「営業部より資料が多めに配布されました」
ところで、ビジネス文書に文語または文語的用法を用ゐてもいい、といふことにして、だ。
こちらで例として使用した「より」と「にて」はなるべく避けるべきだと思つてゐる。
「より」の場合は、比較の意味で用ゐることもあるから、だ。
うつかりすると、こんな文章を書いてしまつたりする。
「営業部より資料が多めに配布された」
え、こんな文章は書かない?
でも、案外あるものだと思ふ。あひだに「何を」に対する修飾がいろいろ入ると、わからなくなつちやふんだな、きつと。

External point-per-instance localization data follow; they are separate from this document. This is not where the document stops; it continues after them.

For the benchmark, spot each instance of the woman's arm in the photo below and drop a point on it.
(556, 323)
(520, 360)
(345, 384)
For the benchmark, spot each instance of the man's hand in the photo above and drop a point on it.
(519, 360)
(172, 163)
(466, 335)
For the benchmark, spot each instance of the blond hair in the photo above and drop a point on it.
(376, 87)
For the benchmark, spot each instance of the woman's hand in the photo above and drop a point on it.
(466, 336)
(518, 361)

これだと、「営業部から」配布されたのか「営業部よりも」多めに配布されたのか、さつぱりわからない。
もつと微妙な場合もある。
「そんな、わかんないと思ふことはないよ」
と、云はれたりもするが、読んでゐて一瞬「ん?」と首を傾げることも少なくない。
「から」で意味が確定するんだから、「から」を使ふべき。
個人的にさう思つてゐる。
「にて」の場合は、冗長になるのと、意味が曖昧になるから。
「会議室にて行ひます」よりも「会議室で行ひます」の方が一文字のこととはいへ短くて簡潔だ。
この例文は短いからいいけど、長い文章の中で何度も何度も「にて」「にて」とつづくとうんざりする。

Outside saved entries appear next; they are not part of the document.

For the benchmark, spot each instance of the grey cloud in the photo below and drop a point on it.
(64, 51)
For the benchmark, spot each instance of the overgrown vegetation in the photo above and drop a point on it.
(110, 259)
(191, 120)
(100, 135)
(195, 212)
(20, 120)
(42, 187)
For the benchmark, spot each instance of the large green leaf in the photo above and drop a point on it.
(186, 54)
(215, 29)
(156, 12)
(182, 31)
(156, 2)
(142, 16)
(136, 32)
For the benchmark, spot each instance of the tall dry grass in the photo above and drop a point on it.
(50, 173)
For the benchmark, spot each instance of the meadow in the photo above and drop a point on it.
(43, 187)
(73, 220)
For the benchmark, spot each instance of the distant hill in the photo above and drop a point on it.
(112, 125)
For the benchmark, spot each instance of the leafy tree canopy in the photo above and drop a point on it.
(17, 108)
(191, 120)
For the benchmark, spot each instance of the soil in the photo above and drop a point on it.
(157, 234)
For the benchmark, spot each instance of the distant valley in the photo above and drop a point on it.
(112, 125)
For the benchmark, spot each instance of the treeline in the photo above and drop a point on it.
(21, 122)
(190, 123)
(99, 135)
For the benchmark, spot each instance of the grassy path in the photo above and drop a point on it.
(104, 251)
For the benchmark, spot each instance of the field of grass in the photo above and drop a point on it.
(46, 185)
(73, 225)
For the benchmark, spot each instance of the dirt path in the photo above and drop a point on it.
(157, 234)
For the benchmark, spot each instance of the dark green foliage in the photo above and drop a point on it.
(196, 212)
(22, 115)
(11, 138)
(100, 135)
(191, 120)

また、「この作業は当社にて行ひます」といふのはなんだか曖昧な表現に感じられる。
「この作業は当社が行ひます」となぜ云へない。
責任を回避したいのか。
そんな気がする。
まあ、実際ははつきり「誰某が」と云ひきれないことはあるとは思ふ。
たとへば、ある作業は隣の部の担当だけど、実際にはさらに委託してやつてもらつてるらしいんだよね、なんてな場合だ。このときに「この作業は隣の部が行ひます」とは云ひづらい。「この作業は隣の部が担当します」も、正しいのかもしれないけど、ちよつと躊躇してしまふ。

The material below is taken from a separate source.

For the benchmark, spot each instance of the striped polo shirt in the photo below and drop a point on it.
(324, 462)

ここは「この作業は隣の部にて担当します」。多分、さう云つちやふなあ。
などと、偉さうに書いてゐるが、やつがれは別段国語学者といふわけぢやないし、専門の教育を受けたわけでもない。
日々職場でメールや書類を見るとはなしに見てゐるだけだ。
でもなあ、「より」と「にて」はちよつと気になるんだよなあ。
まあ、自分ひとりが気をつけてゐればいいことなのだらう。多分。